Trump was no longer president at the time and Chutkan, in her ruling, rejected the suit saying his argument "appears to be premised on the notion that his executive power 'exists in perpetuity.'"

"But Presidents are not kings, and Plaintiff is not President," Chutkan wrote.

Some of the White House records and files that Chutkan ordered released were used as evidence in the 45-page criminal indictment filed against Trump on Tuesday by special counsel Jack Smith. 

Prosecutions stemming from the attack on the Capitol have taken place in the nation's capital, and Chutkan has presided over nearly three dozen cases, handing out some of the harshest sentences.

In December 2021, Chutkan sentenced a Trump supporter to five years in prison for assaulting police officers at the Capitol -- a sentence that was the stiffest to have been meted out at that time.

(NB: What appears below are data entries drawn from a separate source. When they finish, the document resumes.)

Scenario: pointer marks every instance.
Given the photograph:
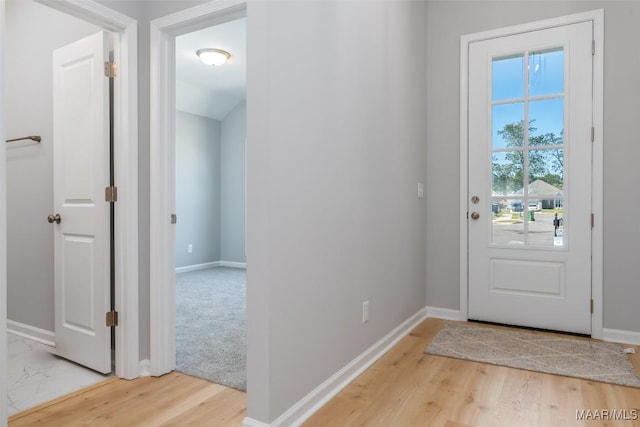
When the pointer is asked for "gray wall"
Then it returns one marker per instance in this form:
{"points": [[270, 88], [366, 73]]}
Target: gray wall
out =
{"points": [[210, 187], [335, 146], [29, 111], [197, 189], [232, 193], [446, 22]]}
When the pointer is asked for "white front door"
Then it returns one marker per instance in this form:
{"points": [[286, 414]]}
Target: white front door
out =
{"points": [[529, 201], [81, 173]]}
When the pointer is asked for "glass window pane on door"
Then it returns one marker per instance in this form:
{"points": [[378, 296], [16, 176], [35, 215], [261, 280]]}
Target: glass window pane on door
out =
{"points": [[546, 122], [527, 162], [507, 124], [507, 77], [507, 224], [546, 72], [507, 171]]}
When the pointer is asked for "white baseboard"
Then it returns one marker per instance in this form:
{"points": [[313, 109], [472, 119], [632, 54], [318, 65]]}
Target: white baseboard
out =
{"points": [[622, 337], [443, 313], [196, 267], [313, 401], [233, 264], [144, 368], [212, 264], [31, 332]]}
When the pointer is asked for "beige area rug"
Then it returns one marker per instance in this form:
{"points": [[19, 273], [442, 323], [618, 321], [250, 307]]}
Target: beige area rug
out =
{"points": [[597, 361]]}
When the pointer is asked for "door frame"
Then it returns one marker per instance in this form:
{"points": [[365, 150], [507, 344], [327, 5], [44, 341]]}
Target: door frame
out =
{"points": [[126, 177], [162, 168], [597, 18]]}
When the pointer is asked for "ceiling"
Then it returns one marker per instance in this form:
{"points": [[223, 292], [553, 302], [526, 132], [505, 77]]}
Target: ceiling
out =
{"points": [[211, 91]]}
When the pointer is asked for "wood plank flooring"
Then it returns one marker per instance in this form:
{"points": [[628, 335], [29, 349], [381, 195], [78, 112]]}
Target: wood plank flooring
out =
{"points": [[172, 400], [404, 388], [409, 388]]}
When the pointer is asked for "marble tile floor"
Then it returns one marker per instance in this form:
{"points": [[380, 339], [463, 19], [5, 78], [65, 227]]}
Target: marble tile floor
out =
{"points": [[36, 375]]}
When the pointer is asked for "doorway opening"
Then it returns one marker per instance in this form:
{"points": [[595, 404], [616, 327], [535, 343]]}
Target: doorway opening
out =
{"points": [[34, 111], [210, 296], [36, 183]]}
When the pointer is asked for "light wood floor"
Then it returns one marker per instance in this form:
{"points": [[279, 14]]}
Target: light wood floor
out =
{"points": [[404, 388], [172, 400]]}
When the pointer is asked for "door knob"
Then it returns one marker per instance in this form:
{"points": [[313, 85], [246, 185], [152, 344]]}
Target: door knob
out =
{"points": [[54, 218]]}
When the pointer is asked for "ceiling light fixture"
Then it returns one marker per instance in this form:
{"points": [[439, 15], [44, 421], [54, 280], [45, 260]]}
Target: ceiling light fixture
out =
{"points": [[213, 57]]}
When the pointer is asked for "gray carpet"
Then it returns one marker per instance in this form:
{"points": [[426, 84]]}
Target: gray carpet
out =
{"points": [[211, 325], [587, 359]]}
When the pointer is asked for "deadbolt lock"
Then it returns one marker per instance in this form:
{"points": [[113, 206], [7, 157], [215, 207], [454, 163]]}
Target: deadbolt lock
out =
{"points": [[54, 218]]}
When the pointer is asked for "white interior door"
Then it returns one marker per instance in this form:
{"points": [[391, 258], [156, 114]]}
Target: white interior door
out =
{"points": [[81, 173], [529, 204]]}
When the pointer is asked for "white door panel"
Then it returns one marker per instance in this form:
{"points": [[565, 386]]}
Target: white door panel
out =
{"points": [[529, 160], [81, 173]]}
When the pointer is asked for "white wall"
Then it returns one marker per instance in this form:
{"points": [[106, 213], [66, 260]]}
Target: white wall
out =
{"points": [[446, 22], [232, 191], [336, 124], [29, 100], [198, 151]]}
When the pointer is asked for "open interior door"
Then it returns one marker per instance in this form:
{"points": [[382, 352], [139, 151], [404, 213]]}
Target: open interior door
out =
{"points": [[82, 217]]}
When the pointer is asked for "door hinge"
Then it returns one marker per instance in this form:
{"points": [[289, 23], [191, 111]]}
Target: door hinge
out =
{"points": [[111, 69], [111, 194], [112, 318]]}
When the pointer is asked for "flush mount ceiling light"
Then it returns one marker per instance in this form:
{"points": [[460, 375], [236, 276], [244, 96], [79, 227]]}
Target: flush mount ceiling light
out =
{"points": [[213, 57]]}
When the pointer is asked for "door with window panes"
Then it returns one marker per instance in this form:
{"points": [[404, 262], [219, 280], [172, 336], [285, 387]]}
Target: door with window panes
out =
{"points": [[529, 204]]}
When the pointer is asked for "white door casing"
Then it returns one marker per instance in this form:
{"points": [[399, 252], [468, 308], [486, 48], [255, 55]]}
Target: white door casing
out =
{"points": [[522, 281], [81, 173]]}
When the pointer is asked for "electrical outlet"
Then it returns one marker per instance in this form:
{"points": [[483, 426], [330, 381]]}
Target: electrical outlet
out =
{"points": [[365, 312]]}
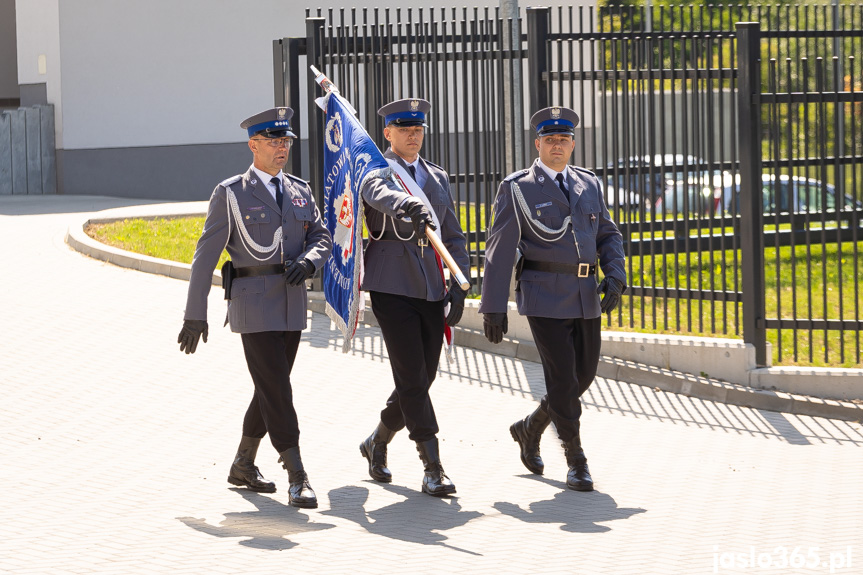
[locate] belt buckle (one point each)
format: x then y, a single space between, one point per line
583 270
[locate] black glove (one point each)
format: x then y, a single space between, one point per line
298 271
613 288
420 217
495 325
455 298
192 331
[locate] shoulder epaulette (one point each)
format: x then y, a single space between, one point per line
434 165
516 175
296 179
231 180
585 170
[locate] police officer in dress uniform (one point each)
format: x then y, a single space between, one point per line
268 222
408 292
555 215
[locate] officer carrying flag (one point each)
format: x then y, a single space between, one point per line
407 203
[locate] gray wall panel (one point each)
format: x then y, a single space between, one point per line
48 153
19 153
5 154
8 51
165 172
33 133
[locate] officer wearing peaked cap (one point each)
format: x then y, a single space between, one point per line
269 224
555 215
408 291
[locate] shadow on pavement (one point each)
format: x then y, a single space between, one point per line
266 528
419 518
60 204
576 512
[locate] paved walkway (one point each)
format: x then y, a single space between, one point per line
115 448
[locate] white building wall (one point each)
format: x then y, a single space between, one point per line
39 53
137 74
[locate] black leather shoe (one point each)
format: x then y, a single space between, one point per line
578 477
374 448
244 472
527 433
435 481
300 493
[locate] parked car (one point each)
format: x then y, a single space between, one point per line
700 194
789 193
642 180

"It has to be made clear that trying to violently overthrow the government, trying to stop the peaceful transition of power and assaulting law enforcement officers in that effort, is going to be met with absolutely certain punishment," Chutkan said at sentencing.

Confirmed 95-0

According to a Washington Post tally, Chutkan, as of mid-June, had sentenced all 31 defendants who have come before her to at least some prison time, tacking on stiffer sentences in nine cases.

Trump, the frontrunner for the 2024 Republican presidential nomination, is to appear before a different judge in Washington on Thursday to enter a plea to the charges. The case will then be handed over to Chutkan.

The Kingston, Jamaica-born Chutkan was nominated to become a US District Court judge by former president Barack Obama.

She was confirmed unanimously -- 95-0 by the US Senate in June 2014.

According to her official biography, Chutkan received an undergraduate degree in economics from George Washington University and her law degree from the University of Pennsylvania, a prestigious Ivy League institution.

After three years in private practice, she joined the public defenders office in Washington, where she spent the next 11 years and tried more than 30 cases.

She then joined the law firm of Boies, Schiller & Flexner, where she spent 12 years and rose to the ranks of partner, specializing in white collar criminal defense.